Sendo assim, mesmo que retratem um evento histórico, ambas as películas são constituídas, também, por elementos ficcionais, que visam atrair a atenção do público, não podendo ser encaradas como uma verdade absoluta do que ocorreu em relação à operação “Dínamo”. Isso, porém, não as torna produções menos importantes, principalmente se pensarmos que os filmes são frutos do tempo e da sociedade que os produzem.
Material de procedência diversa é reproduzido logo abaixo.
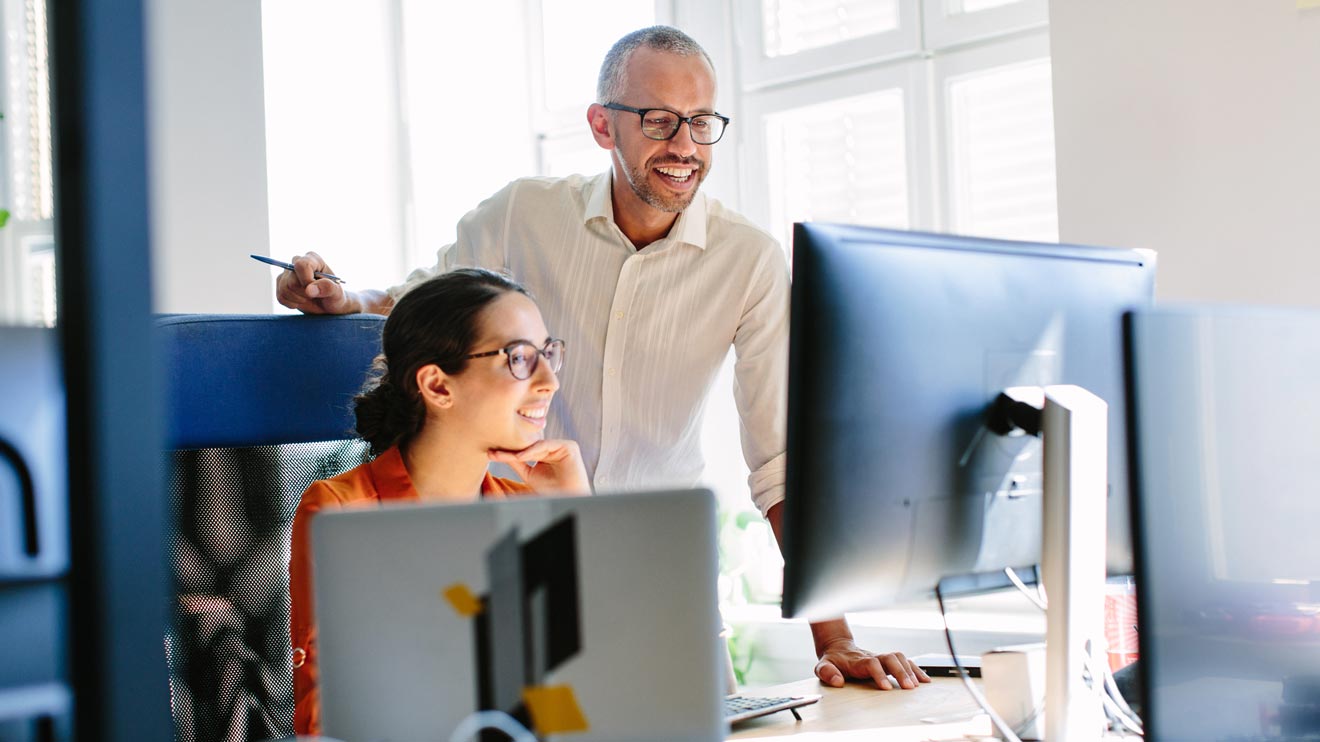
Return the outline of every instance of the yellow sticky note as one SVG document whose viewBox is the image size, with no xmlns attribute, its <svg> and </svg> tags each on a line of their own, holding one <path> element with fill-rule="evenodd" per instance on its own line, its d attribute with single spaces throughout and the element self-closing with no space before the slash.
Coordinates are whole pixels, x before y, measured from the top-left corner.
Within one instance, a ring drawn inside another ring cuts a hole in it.
<svg viewBox="0 0 1320 742">
<path fill-rule="evenodd" d="M 454 607 L 454 611 L 463 618 L 472 618 L 481 613 L 481 599 L 473 595 L 467 585 L 457 583 L 450 585 L 445 588 L 441 595 L 449 601 L 449 605 Z"/>
<path fill-rule="evenodd" d="M 1297 0 L 1297 7 L 1300 10 L 1320 8 L 1320 0 Z"/>
<path fill-rule="evenodd" d="M 532 715 L 538 735 L 587 731 L 587 717 L 578 707 L 573 689 L 567 685 L 536 685 L 523 688 L 523 704 Z"/>
</svg>

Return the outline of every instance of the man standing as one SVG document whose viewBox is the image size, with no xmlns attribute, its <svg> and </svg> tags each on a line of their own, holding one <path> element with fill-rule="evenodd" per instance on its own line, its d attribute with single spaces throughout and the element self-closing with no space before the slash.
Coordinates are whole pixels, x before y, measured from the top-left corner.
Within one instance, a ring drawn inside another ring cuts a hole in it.
<svg viewBox="0 0 1320 742">
<path fill-rule="evenodd" d="M 463 217 L 435 267 L 388 292 L 346 292 L 295 258 L 281 304 L 310 314 L 389 312 L 415 281 L 459 266 L 528 286 L 570 352 L 547 435 L 576 440 L 597 490 L 683 487 L 701 476 L 700 420 L 729 347 L 752 500 L 780 535 L 784 497 L 788 269 L 774 239 L 699 194 L 729 119 L 706 52 L 677 29 L 620 39 L 587 123 L 611 169 L 514 181 Z M 858 648 L 842 620 L 812 624 L 817 676 L 889 689 L 928 680 L 900 653 Z"/>
</svg>

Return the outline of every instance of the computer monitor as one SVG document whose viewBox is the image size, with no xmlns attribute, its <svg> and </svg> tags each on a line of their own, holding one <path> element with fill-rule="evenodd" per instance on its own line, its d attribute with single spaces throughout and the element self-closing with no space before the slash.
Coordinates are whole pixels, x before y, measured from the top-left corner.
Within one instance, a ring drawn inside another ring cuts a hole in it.
<svg viewBox="0 0 1320 742">
<path fill-rule="evenodd" d="M 1107 561 L 1130 572 L 1121 317 L 1154 281 L 1149 251 L 796 225 L 784 615 L 1039 563 L 1040 440 L 983 422 L 1011 387 L 1110 404 Z"/>
<path fill-rule="evenodd" d="M 1320 739 L 1320 312 L 1127 330 L 1146 739 Z"/>
</svg>

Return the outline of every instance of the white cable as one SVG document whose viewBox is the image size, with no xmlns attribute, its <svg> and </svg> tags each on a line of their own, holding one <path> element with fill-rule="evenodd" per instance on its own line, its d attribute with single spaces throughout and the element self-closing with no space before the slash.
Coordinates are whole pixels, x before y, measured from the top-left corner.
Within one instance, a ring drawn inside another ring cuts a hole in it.
<svg viewBox="0 0 1320 742">
<path fill-rule="evenodd" d="M 1131 706 L 1123 698 L 1123 693 L 1118 689 L 1118 681 L 1114 680 L 1114 673 L 1109 669 L 1109 663 L 1104 663 L 1104 688 L 1105 695 L 1102 699 L 1105 707 L 1109 709 L 1115 721 L 1127 727 L 1128 731 L 1136 734 L 1145 735 L 1144 725 L 1141 717 L 1132 710 Z"/>
<path fill-rule="evenodd" d="M 454 727 L 449 742 L 467 742 L 482 729 L 498 729 L 513 742 L 536 742 L 536 736 L 503 711 L 473 711 Z"/>
<path fill-rule="evenodd" d="M 1105 663 L 1105 688 L 1109 690 L 1109 695 L 1118 703 L 1118 707 L 1123 710 L 1123 713 L 1137 719 L 1137 723 L 1140 724 L 1141 717 L 1128 705 L 1127 699 L 1123 698 L 1123 692 L 1118 689 L 1118 680 L 1114 678 L 1114 672 L 1109 669 L 1108 663 Z"/>
<path fill-rule="evenodd" d="M 1049 610 L 1049 604 L 1046 603 L 1039 594 L 1033 594 L 1031 588 L 1027 587 L 1027 583 L 1023 582 L 1021 577 L 1018 577 L 1018 573 L 1012 567 L 1005 567 L 1004 574 L 1008 575 L 1009 582 L 1012 582 L 1023 595 L 1027 596 L 1027 600 L 1035 603 L 1036 607 L 1042 611 Z"/>
<path fill-rule="evenodd" d="M 1037 608 L 1040 608 L 1042 611 L 1049 609 L 1049 604 L 1045 597 L 1045 586 L 1043 584 L 1037 582 L 1037 590 L 1036 593 L 1033 594 L 1026 582 L 1018 576 L 1017 572 L 1012 567 L 1005 567 L 1004 574 L 1028 600 L 1036 605 Z M 936 596 L 939 597 L 938 590 L 936 591 Z M 947 617 L 944 616 L 943 600 L 940 601 L 940 616 L 944 619 L 944 631 L 947 637 L 949 633 L 949 623 Z M 950 654 L 953 653 L 952 641 L 950 641 L 949 652 Z M 1110 718 L 1123 727 L 1126 727 L 1128 731 L 1144 736 L 1145 732 L 1142 730 L 1140 717 L 1138 717 L 1136 712 L 1128 706 L 1127 701 L 1123 698 L 1123 694 L 1118 690 L 1118 683 L 1114 680 L 1114 673 L 1109 669 L 1109 663 L 1103 662 L 1100 658 L 1095 656 L 1090 642 L 1087 642 L 1084 656 L 1086 658 L 1084 667 L 1089 676 L 1087 678 L 1087 685 L 1090 686 L 1091 691 L 1096 694 L 1097 699 L 1100 701 L 1104 709 L 1109 712 Z M 1101 672 L 1096 672 L 1097 665 L 1101 668 Z M 1097 684 L 1095 682 L 1096 680 L 1101 682 Z M 995 715 L 995 712 L 990 708 L 989 703 L 983 696 L 981 696 L 976 687 L 972 685 L 971 680 L 966 677 L 965 673 L 963 674 L 963 685 L 967 687 L 967 691 L 972 695 L 972 698 L 976 700 L 987 714 L 990 715 L 991 721 L 995 723 L 995 726 L 999 731 L 1005 733 L 1007 723 Z M 1044 701 L 1042 700 L 1016 729 L 1008 731 L 1007 737 L 1010 742 L 1013 740 L 1020 742 L 1020 740 L 1018 740 L 1018 735 L 1026 731 L 1027 727 L 1029 727 L 1040 714 L 1043 706 Z"/>
<path fill-rule="evenodd" d="M 1003 735 L 1004 742 L 1022 742 L 1022 738 L 1017 735 L 1016 730 L 1009 727 L 1008 722 L 1004 721 L 999 714 L 995 713 L 995 710 L 990 706 L 990 702 L 985 700 L 985 696 L 981 695 L 981 691 L 972 684 L 971 677 L 965 672 L 958 673 L 958 676 L 962 678 L 963 686 L 965 686 L 967 692 L 971 694 L 972 700 L 976 701 L 976 705 L 981 707 L 981 710 L 990 717 L 990 722 L 994 724 L 995 728 L 999 730 L 999 733 Z M 1031 718 L 1035 718 L 1034 713 Z"/>
<path fill-rule="evenodd" d="M 1126 727 L 1129 732 L 1145 736 L 1146 732 L 1142 729 L 1141 722 L 1123 713 L 1123 710 L 1118 707 L 1118 704 L 1114 703 L 1114 699 L 1110 698 L 1108 695 L 1103 695 L 1100 696 L 1100 701 L 1113 716 L 1113 719 Z"/>
<path fill-rule="evenodd" d="M 1036 702 L 1035 706 L 1031 707 L 1031 713 L 1027 714 L 1027 718 L 1023 719 L 1022 723 L 1017 725 L 1017 729 L 1014 729 L 1013 733 L 1021 737 L 1022 733 L 1031 727 L 1032 723 L 1036 721 L 1036 717 L 1040 716 L 1041 712 L 1044 710 L 1045 699 L 1042 698 Z"/>
<path fill-rule="evenodd" d="M 1086 672 L 1090 675 L 1092 691 L 1096 693 L 1104 709 L 1109 712 L 1111 719 L 1126 727 L 1128 731 L 1145 736 L 1141 722 L 1133 718 L 1136 714 L 1133 714 L 1131 709 L 1127 709 L 1127 712 L 1124 713 L 1124 710 L 1119 708 L 1110 696 L 1110 692 L 1118 692 L 1118 685 L 1114 682 L 1114 675 L 1109 669 L 1109 663 L 1103 658 L 1095 656 L 1094 647 L 1095 645 L 1087 642 L 1085 654 Z M 1097 672 L 1097 666 L 1100 668 L 1099 672 Z M 1122 694 L 1119 694 L 1119 698 L 1122 698 Z M 1125 702 L 1123 705 L 1127 706 L 1127 703 Z"/>
</svg>

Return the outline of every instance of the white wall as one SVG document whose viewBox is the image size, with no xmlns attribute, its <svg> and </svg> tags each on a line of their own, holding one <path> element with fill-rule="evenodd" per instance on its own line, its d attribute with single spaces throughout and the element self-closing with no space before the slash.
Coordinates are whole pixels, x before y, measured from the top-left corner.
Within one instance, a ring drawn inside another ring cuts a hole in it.
<svg viewBox="0 0 1320 742">
<path fill-rule="evenodd" d="M 1060 239 L 1161 300 L 1320 305 L 1320 10 L 1051 0 Z"/>
<path fill-rule="evenodd" d="M 148 0 L 158 312 L 269 312 L 260 0 Z"/>
</svg>

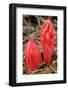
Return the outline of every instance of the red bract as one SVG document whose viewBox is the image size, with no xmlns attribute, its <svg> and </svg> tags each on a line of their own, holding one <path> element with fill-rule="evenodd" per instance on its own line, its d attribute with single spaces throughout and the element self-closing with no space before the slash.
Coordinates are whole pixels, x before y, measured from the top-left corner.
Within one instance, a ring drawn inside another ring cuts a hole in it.
<svg viewBox="0 0 68 90">
<path fill-rule="evenodd" d="M 40 41 L 43 46 L 44 62 L 48 65 L 52 61 L 55 45 L 55 31 L 50 20 L 46 20 L 41 27 Z"/>
<path fill-rule="evenodd" d="M 29 73 L 38 69 L 42 64 L 40 49 L 32 38 L 29 39 L 25 47 L 25 60 Z"/>
</svg>

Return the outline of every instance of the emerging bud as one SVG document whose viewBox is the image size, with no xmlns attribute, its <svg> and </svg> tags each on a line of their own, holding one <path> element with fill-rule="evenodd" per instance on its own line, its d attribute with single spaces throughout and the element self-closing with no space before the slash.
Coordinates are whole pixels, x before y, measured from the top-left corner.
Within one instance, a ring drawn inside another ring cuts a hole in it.
<svg viewBox="0 0 68 90">
<path fill-rule="evenodd" d="M 50 20 L 46 20 L 41 27 L 40 41 L 43 46 L 44 62 L 48 65 L 52 61 L 55 45 L 55 31 Z"/>
<path fill-rule="evenodd" d="M 29 73 L 38 69 L 42 64 L 40 49 L 32 38 L 28 40 L 25 47 L 25 60 Z"/>
</svg>

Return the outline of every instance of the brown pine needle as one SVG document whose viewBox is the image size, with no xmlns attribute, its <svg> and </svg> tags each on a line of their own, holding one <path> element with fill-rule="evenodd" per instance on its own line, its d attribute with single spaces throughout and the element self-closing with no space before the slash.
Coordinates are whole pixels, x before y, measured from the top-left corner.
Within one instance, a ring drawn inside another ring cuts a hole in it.
<svg viewBox="0 0 68 90">
<path fill-rule="evenodd" d="M 56 70 L 52 67 L 52 65 L 50 65 L 49 67 L 53 70 L 53 72 L 56 73 Z"/>
</svg>

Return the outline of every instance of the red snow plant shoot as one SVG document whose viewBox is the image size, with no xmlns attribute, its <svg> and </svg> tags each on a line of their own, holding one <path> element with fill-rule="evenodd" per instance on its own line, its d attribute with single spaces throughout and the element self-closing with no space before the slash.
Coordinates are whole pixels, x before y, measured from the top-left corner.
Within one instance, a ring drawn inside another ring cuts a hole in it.
<svg viewBox="0 0 68 90">
<path fill-rule="evenodd" d="M 50 19 L 44 21 L 41 26 L 40 41 L 43 47 L 44 62 L 49 65 L 52 61 L 55 45 L 55 30 Z"/>
<path fill-rule="evenodd" d="M 38 69 L 42 64 L 40 49 L 32 38 L 28 40 L 25 47 L 25 60 L 29 73 Z"/>
</svg>

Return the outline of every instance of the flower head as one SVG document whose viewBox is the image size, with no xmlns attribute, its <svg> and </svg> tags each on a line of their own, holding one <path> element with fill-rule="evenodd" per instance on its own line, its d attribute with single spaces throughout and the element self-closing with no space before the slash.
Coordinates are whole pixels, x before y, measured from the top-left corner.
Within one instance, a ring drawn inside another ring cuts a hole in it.
<svg viewBox="0 0 68 90">
<path fill-rule="evenodd" d="M 48 19 L 41 26 L 40 41 L 43 47 L 45 64 L 50 64 L 54 52 L 55 30 L 52 22 Z"/>
<path fill-rule="evenodd" d="M 30 38 L 25 47 L 25 60 L 29 73 L 39 68 L 42 64 L 40 49 L 37 43 Z"/>
</svg>

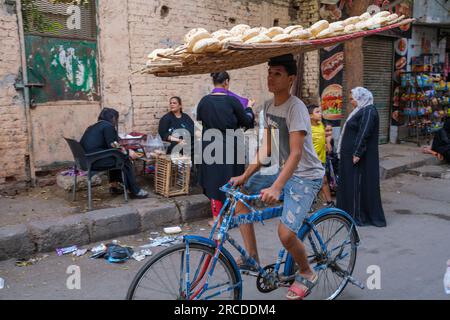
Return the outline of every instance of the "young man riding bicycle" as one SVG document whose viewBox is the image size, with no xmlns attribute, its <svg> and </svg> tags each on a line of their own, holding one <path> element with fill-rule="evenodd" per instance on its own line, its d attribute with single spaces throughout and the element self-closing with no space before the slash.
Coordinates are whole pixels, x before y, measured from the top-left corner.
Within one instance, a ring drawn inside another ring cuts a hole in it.
<svg viewBox="0 0 450 320">
<path fill-rule="evenodd" d="M 299 266 L 287 299 L 307 296 L 318 280 L 310 267 L 303 243 L 297 233 L 322 186 L 325 170 L 314 151 L 310 116 L 305 104 L 290 94 L 297 75 L 297 63 L 291 54 L 269 61 L 267 85 L 274 98 L 264 104 L 265 134 L 256 161 L 245 173 L 231 179 L 234 186 L 243 186 L 246 193 L 261 194 L 266 204 L 277 202 L 284 191 L 283 214 L 278 226 L 280 241 Z M 278 136 L 279 139 L 276 137 Z M 277 154 L 279 171 L 274 175 L 257 172 L 266 160 Z M 248 209 L 239 203 L 236 214 Z M 240 226 L 245 248 L 259 261 L 255 231 L 252 224 Z M 241 263 L 241 269 L 248 266 Z"/>
</svg>

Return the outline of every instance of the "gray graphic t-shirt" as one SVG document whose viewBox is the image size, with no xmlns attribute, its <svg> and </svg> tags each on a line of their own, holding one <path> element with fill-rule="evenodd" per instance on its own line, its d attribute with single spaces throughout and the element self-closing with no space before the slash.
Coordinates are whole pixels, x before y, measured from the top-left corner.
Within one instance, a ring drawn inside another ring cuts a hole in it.
<svg viewBox="0 0 450 320">
<path fill-rule="evenodd" d="M 285 103 L 274 106 L 273 99 L 264 103 L 264 127 L 271 130 L 272 152 L 279 154 L 279 165 L 283 167 L 290 154 L 289 133 L 304 131 L 302 158 L 294 175 L 303 179 L 322 179 L 325 169 L 317 157 L 312 143 L 311 120 L 305 104 L 296 96 Z M 276 138 L 278 135 L 279 138 Z"/>
</svg>

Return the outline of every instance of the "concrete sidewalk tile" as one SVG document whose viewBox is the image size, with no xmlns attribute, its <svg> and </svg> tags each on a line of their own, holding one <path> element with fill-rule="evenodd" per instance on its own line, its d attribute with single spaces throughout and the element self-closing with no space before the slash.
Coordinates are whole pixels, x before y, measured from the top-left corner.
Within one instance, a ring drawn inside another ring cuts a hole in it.
<svg viewBox="0 0 450 320">
<path fill-rule="evenodd" d="M 25 225 L 0 228 L 0 260 L 29 258 L 35 251 L 36 246 Z"/>
<path fill-rule="evenodd" d="M 450 177 L 450 166 L 425 165 L 419 168 L 409 169 L 408 173 L 422 177 L 448 179 Z"/>
<path fill-rule="evenodd" d="M 403 145 L 380 146 L 380 178 L 389 179 L 410 169 L 439 165 L 439 161 L 420 148 Z"/>
<path fill-rule="evenodd" d="M 84 214 L 60 220 L 34 221 L 30 230 L 38 252 L 89 243 L 89 222 Z"/>
<path fill-rule="evenodd" d="M 138 208 L 141 216 L 141 230 L 148 231 L 167 227 L 181 222 L 180 212 L 173 202 L 153 203 L 149 206 Z"/>
<path fill-rule="evenodd" d="M 91 242 L 131 235 L 141 231 L 141 216 L 130 206 L 101 209 L 86 214 Z"/>
<path fill-rule="evenodd" d="M 190 222 L 211 217 L 210 201 L 203 194 L 177 197 L 174 201 L 180 209 L 181 219 L 183 222 Z"/>
</svg>

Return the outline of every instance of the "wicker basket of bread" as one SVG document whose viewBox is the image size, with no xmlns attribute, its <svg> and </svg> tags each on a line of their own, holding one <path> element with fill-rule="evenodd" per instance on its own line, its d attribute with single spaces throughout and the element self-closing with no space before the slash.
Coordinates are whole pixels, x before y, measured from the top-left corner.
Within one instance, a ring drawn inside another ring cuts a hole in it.
<svg viewBox="0 0 450 320">
<path fill-rule="evenodd" d="M 151 52 L 146 66 L 139 72 L 173 77 L 245 68 L 265 63 L 275 56 L 317 50 L 413 21 L 381 11 L 373 16 L 364 13 L 333 23 L 321 20 L 308 28 L 301 25 L 251 28 L 239 24 L 213 33 L 196 28 L 184 36 L 182 46 Z"/>
</svg>

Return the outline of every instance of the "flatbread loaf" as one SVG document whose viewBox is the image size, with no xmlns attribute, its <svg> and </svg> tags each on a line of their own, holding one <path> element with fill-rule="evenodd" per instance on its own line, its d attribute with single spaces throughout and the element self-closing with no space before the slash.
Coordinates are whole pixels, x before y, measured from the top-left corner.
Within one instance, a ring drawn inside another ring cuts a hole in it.
<svg viewBox="0 0 450 320">
<path fill-rule="evenodd" d="M 345 28 L 344 28 L 345 33 L 353 33 L 356 31 L 358 31 L 358 29 L 355 27 L 354 24 L 349 24 L 349 25 L 345 26 Z"/>
<path fill-rule="evenodd" d="M 199 33 L 208 33 L 209 34 L 209 32 L 204 28 L 192 29 L 188 33 L 186 33 L 186 35 L 184 36 L 184 39 L 183 39 L 184 43 L 185 44 L 189 43 L 192 40 L 192 38 Z"/>
<path fill-rule="evenodd" d="M 369 22 L 369 20 L 362 20 L 360 22 L 358 22 L 357 24 L 355 24 L 355 28 L 359 31 L 359 30 L 364 30 L 367 27 L 367 23 Z"/>
<path fill-rule="evenodd" d="M 239 36 L 239 35 L 243 35 L 245 31 L 247 31 L 248 29 L 251 29 L 250 26 L 246 25 L 246 24 L 238 24 L 236 26 L 234 26 L 233 28 L 231 28 L 230 33 L 234 36 Z"/>
<path fill-rule="evenodd" d="M 328 38 L 330 37 L 332 34 L 334 33 L 333 28 L 326 28 L 325 30 L 322 30 L 317 36 L 316 38 Z"/>
<path fill-rule="evenodd" d="M 312 37 L 312 34 L 309 30 L 294 30 L 291 32 L 291 36 L 293 36 L 295 40 L 308 40 Z"/>
<path fill-rule="evenodd" d="M 194 45 L 193 53 L 212 53 L 218 52 L 222 49 L 220 41 L 215 38 L 205 38 L 197 41 Z"/>
<path fill-rule="evenodd" d="M 226 43 L 229 43 L 229 42 L 238 42 L 238 43 L 242 43 L 242 42 L 244 42 L 244 41 L 242 41 L 242 38 L 241 38 L 241 37 L 228 37 L 228 38 L 222 39 L 222 40 L 220 41 L 220 43 L 222 44 L 222 46 L 224 46 Z"/>
<path fill-rule="evenodd" d="M 342 22 L 344 27 L 351 25 L 351 24 L 357 24 L 361 19 L 359 17 L 350 17 Z"/>
<path fill-rule="evenodd" d="M 269 38 L 273 38 L 279 34 L 283 34 L 284 29 L 281 27 L 272 27 L 269 30 L 267 30 L 264 34 L 268 36 Z"/>
<path fill-rule="evenodd" d="M 221 30 L 217 30 L 216 32 L 213 32 L 211 34 L 211 36 L 213 38 L 216 38 L 217 40 L 221 41 L 221 40 L 223 40 L 225 38 L 228 38 L 228 37 L 231 37 L 233 35 L 230 33 L 230 31 L 225 30 L 225 29 L 221 29 Z"/>
<path fill-rule="evenodd" d="M 269 38 L 268 36 L 266 36 L 265 34 L 260 34 L 256 37 L 253 37 L 247 41 L 245 41 L 245 43 L 248 44 L 252 44 L 252 43 L 268 43 L 268 42 L 272 42 L 272 39 Z"/>
<path fill-rule="evenodd" d="M 164 56 L 167 56 L 167 55 L 172 54 L 173 52 L 174 52 L 174 50 L 170 49 L 170 48 L 168 48 L 168 49 L 155 49 L 155 50 L 152 51 L 152 53 L 150 53 L 148 55 L 148 58 L 150 60 L 153 60 L 153 61 L 156 61 L 156 60 L 159 60 L 159 61 L 170 60 L 168 58 L 160 57 L 160 56 L 158 56 L 158 54 L 162 54 Z"/>
<path fill-rule="evenodd" d="M 364 12 L 362 15 L 359 16 L 359 20 L 361 21 L 368 20 L 370 18 L 372 18 L 372 16 L 368 12 Z"/>
<path fill-rule="evenodd" d="M 345 26 L 342 21 L 337 21 L 337 22 L 330 23 L 329 28 L 334 30 L 334 32 L 339 32 L 339 31 L 344 31 Z"/>
<path fill-rule="evenodd" d="M 297 24 L 295 26 L 289 26 L 284 29 L 284 33 L 290 34 L 292 31 L 298 30 L 298 29 L 303 29 L 303 27 L 299 24 Z"/>
<path fill-rule="evenodd" d="M 311 34 L 316 37 L 319 33 L 321 33 L 323 30 L 327 29 L 330 26 L 327 20 L 320 20 L 316 23 L 314 23 L 311 27 L 309 27 L 309 31 Z"/>
<path fill-rule="evenodd" d="M 386 17 L 387 21 L 385 22 L 385 24 L 389 24 L 392 23 L 393 21 L 398 19 L 398 14 L 393 13 L 390 16 Z"/>
<path fill-rule="evenodd" d="M 185 42 L 188 52 L 193 52 L 194 46 L 198 41 L 211 38 L 211 34 L 203 28 L 200 28 L 196 32 L 191 33 L 191 31 L 185 36 L 185 40 L 188 40 Z"/>
<path fill-rule="evenodd" d="M 293 38 L 294 38 L 294 36 L 291 34 L 282 33 L 282 34 L 279 34 L 279 35 L 276 35 L 275 37 L 273 37 L 272 41 L 273 42 L 288 42 Z"/>
<path fill-rule="evenodd" d="M 375 13 L 372 18 L 386 18 L 389 17 L 391 13 L 389 11 L 380 11 L 378 13 Z"/>
<path fill-rule="evenodd" d="M 261 33 L 261 28 L 248 29 L 242 35 L 242 40 L 243 41 L 250 40 L 251 38 L 258 36 L 260 33 Z"/>
</svg>

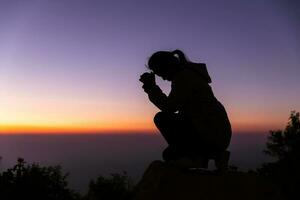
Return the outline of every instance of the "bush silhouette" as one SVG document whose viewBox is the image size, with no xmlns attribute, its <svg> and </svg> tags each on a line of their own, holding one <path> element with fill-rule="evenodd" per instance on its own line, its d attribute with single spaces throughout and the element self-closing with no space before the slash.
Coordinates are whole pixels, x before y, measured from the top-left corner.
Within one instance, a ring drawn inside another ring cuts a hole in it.
<svg viewBox="0 0 300 200">
<path fill-rule="evenodd" d="M 300 155 L 299 112 L 292 111 L 285 130 L 270 131 L 265 153 L 278 160 L 295 159 Z"/>
<path fill-rule="evenodd" d="M 133 185 L 126 172 L 111 174 L 106 178 L 99 176 L 89 185 L 85 200 L 129 200 L 132 199 Z"/>
<path fill-rule="evenodd" d="M 92 180 L 84 197 L 68 188 L 67 177 L 60 166 L 42 167 L 19 158 L 14 167 L 0 173 L 0 199 L 129 200 L 133 196 L 134 186 L 126 172 Z"/>
<path fill-rule="evenodd" d="M 264 152 L 276 158 L 276 161 L 265 163 L 257 171 L 278 182 L 287 198 L 298 196 L 298 188 L 300 188 L 299 112 L 291 112 L 285 130 L 270 131 Z"/>
<path fill-rule="evenodd" d="M 0 173 L 0 199 L 75 200 L 79 194 L 68 189 L 68 174 L 60 166 L 41 167 L 26 164 L 19 158 L 17 164 Z"/>
</svg>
Desse modo, fica a reflexão de como a II Guerra Mundial, passados mais de 75 anos, permanece como um tema que tanto influencia o nosso tempo, e como o resgate da sua memória continua sendo feito por diferentes países, a exemplo do Reino Unido, que teve na operação “Dínamo” um dos momentos cruciais para o seu desempenho no conflito. É forte na memória dos britânicos a imagem de resistência que esse episódio representou.
Para saber mais:
GILBERT, Martin. Dunquerque | Maio de 1940. In.: A Segunda Guerra Mundial: os 2.173 dias que mudaram o mundo. Tradução de Ana Luísa Faria e Miguel Serras Pereira. Rio de Janeiro: Casa da Palavra, 2014, p. 103-114.
O texto integra atividades do projeto “O Pearl Harbor brasileiro: o cotidiano de Sergipe na Segunda Guerra (1942-1945)”, apoiado pelo CNPq através do Edital Universal 2018.